Allocations familiales : la faute du gouvernement

par Laurent Herblay
mardi 14 avril 2015

Comme le note 20 minutes, « à partir de juillet, les prestations familiales seront divisés par deux à partir de 6000 euros de revenus nets par mois, et par quatre dès 8000 euros  ». Mais même en étant favorable à plus de progressivité fiscale, cette mesure est une grosse faute du gouvernement.

Bricolage anti-familial
 
A première vue, on peut se dire que raboter quelques centaines d’euros à des ménages gagnant plus de 6000 euros net par an n’est pas injuste et que cela contribue à remettre un peu de progressivité dans notre système fiscal global. Après tout, il s’agit ici des personnes qui gagnent le plus. Mais cette mesure pose de nombreux problèmes.
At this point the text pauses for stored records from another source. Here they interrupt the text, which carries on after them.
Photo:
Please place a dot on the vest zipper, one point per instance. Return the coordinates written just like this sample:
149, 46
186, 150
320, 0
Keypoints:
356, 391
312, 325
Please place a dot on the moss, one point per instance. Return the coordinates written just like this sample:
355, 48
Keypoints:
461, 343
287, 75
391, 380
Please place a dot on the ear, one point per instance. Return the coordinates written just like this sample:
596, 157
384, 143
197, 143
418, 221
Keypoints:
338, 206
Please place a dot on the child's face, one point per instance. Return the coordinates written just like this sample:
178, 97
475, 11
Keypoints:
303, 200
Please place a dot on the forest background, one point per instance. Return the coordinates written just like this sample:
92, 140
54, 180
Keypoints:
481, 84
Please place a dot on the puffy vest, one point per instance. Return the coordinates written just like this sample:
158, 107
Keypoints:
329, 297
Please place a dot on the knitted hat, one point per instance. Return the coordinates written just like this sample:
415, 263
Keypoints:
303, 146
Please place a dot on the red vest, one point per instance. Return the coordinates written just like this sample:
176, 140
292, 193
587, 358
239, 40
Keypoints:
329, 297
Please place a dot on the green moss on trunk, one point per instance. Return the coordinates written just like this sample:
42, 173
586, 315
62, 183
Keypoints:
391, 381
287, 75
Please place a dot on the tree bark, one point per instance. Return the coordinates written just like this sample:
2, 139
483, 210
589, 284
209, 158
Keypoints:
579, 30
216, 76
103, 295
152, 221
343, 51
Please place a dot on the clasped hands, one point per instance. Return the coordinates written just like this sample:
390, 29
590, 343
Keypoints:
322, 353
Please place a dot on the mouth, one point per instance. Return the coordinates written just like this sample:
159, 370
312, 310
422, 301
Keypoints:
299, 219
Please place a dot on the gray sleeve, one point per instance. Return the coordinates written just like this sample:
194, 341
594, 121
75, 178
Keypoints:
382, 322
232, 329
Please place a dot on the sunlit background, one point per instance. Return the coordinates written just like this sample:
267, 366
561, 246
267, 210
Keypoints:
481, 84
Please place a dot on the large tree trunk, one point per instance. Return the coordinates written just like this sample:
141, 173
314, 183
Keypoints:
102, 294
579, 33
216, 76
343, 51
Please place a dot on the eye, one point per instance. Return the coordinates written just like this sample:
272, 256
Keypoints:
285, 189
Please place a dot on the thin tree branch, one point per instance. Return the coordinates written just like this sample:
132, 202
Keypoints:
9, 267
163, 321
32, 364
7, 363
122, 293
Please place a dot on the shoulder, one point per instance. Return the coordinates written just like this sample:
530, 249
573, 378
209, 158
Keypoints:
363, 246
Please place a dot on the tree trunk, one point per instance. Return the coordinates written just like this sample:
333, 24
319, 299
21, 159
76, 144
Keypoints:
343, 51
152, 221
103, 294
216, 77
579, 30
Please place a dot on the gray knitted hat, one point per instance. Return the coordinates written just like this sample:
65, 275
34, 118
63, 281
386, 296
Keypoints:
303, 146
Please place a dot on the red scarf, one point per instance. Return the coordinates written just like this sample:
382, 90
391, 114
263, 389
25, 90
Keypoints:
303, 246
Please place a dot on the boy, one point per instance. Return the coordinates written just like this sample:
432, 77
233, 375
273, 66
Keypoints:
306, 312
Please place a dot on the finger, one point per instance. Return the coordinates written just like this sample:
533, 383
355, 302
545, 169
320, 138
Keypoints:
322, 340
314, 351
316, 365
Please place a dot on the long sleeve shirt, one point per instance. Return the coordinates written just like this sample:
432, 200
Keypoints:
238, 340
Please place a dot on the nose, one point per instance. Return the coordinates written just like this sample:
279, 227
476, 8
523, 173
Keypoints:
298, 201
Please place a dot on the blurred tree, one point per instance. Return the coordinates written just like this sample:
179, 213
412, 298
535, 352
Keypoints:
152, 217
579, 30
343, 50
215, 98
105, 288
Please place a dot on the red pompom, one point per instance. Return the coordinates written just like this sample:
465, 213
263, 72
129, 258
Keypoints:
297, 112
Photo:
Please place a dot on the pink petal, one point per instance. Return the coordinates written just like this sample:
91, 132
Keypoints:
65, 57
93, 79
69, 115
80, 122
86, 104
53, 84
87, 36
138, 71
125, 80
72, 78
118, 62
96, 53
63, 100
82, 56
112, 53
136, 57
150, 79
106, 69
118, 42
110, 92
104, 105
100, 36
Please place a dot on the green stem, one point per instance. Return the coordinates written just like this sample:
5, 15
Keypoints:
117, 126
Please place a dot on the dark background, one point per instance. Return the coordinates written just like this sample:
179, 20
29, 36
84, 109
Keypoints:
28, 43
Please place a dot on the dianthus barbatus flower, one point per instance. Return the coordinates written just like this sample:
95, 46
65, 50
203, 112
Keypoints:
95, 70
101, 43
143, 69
D’abord, il ne s’agit pas d’une augmentation globale de la progressivité de l’impôt sur le revenu, par une augmentation de la tranche supérieure, qui s’appliquerait de manière uniforme à ceux qui gagnent plus qu’une certaine somme, comme avec l’introduction de la tranche à 45%. Ici ne sont ciblés que les familles, ce qui est paradoxal étant donnée leur importance.
 
Ensuite, dfficile de ne pas y voir un nouvel épisode du bricolage fiscal et législatif de nos gouvernements, qui, pour trouver quelques millions, rabottent par ci et par là, sans presque jamais se poser la question du projet d’ensemble. C’est exactement le même phénomène qui était à l’œuvre avec l’éphémère taxe à 75%, qui comportait des exceptions effarantes visant les clubs de football. Nos gouvernants, de droite comme de gauche, ne cessent d’empiler les mesures pour réagir sans jamais véritablement mener des réformes de fond, créant un mille-feuille extrêmement complexe. C’est exactement la même logique qui est à l’œuvre avec la réduction d’impôt sur les investissements annoncée il y a peu.
 
Démontage de la Sécurité Sociale
 
Mais par-delà ces problèmes déjà non négligeables, ce rabotage des allocations familiales des ménages les plus aisés pose un problème bien plus grave qu’on ne peut le penser. En agissant de la sorte, la majorité prend le même chemin que les Etats-Unis ont pris, notamment sur le domaine de la santé. En effet, notre système de Sécurité Sociale est déjà progressif étant donné que les cotisations montent avec les revenus. Mais quand on commence également à toucher aux prestations des plus riches, si cela peut être progressif à court terme, cela sape les fondements de notre protection sociale, en ramenant la Sécurité Sociale à une protection basique, nécessitant de coûteuses complémentaires
 
C’est exactement la logique à l’œuvre sur la santé, où une part grandissante des dépenses est couverte par des mutuelles auxquelles une part de la population n’a pas accès, créant un nouveau « lumpen-prolétariat », les fameux « sans dents ». Ce système à deux vitesses est aussi à l’œuvre dans l’éducation, notamment aux Etats-Unis, où le prix des établissements d’élites a atteint un tel niveau que leurs portes restent closes pour les très bons élèves issus de milieu modeste, à moins d’être vraiment exceptionnels. En cassant les mécanismes de solidarité nationale, le gouvernement fait un pas de plus vers le système étasunien où la Sécurité Sociale n’est plus qu’un filet minimaliste pour les pauvres.
 
Si le gouvernement voulait trouver un peu d’argent, il pouvait s’attaquer enfin à la désertion fiscale des multinationales. Car si elle peut paraître juste socialement, cette baisse des allocations familiales pour les plus riches est surtout une nouvelle étape dans la déconstruction de notre modèle sociale.